Senior calls out fellow students for conformity to 'irrational COVID restrictions'

Masked Harvard Medical School students / hms.harvard.edu
February 23, 2022

A Harvard student is calling out her fellow students for perpetuating "irrational COVID restrictions" and contributing to a political climate of aggressive conformity that will stymie American excellence.

In a Wall Street Journal editorial, senior Julie Hartman argues that students at the storied school have readily complied with requirements for vaccination, mask wearing, and social distancing despite "the discouraging realization that many of them do little to protect public health." Some have even taken pleasure in the restrictions, she writes, seeing them as a "moral high ground" from which they may "condescend to and control others." The result is that America's "future leaders" have adopted a "prevailing mood" of "resignation, learned helplessness, and reluctance to dissent."

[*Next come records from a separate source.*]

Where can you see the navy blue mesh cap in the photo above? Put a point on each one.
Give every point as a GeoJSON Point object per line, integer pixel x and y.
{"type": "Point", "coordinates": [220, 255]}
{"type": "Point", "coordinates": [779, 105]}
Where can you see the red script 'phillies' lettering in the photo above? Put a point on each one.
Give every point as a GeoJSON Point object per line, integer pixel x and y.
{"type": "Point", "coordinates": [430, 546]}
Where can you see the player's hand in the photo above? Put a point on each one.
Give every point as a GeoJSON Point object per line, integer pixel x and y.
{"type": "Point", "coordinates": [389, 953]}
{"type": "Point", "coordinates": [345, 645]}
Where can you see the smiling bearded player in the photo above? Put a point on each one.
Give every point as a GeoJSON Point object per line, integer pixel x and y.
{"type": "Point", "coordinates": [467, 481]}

The Washington Free Beacon reported in January of a similar phenomenon at Yale University. An anonymous COVID "safety" reporting system, which according to one student "made campus feel like a surveillance state," has felt "like overkill" to some at the school, but there has been no "organized opposition to the restrictions themselves." Instead, many undergraduates have chosen to keep silent rather than risk "shame" and "administrative consequences."

Hartman says the conformity is now a defining feature of America's elite.

"My peers and I are often told that we are the future leaders of America," she writes. "We may be the future decision makers, but most of us aren't leaders. Our principal concern is becoming members of the American elite, with whatever compromises, concessions, and conformity that requires."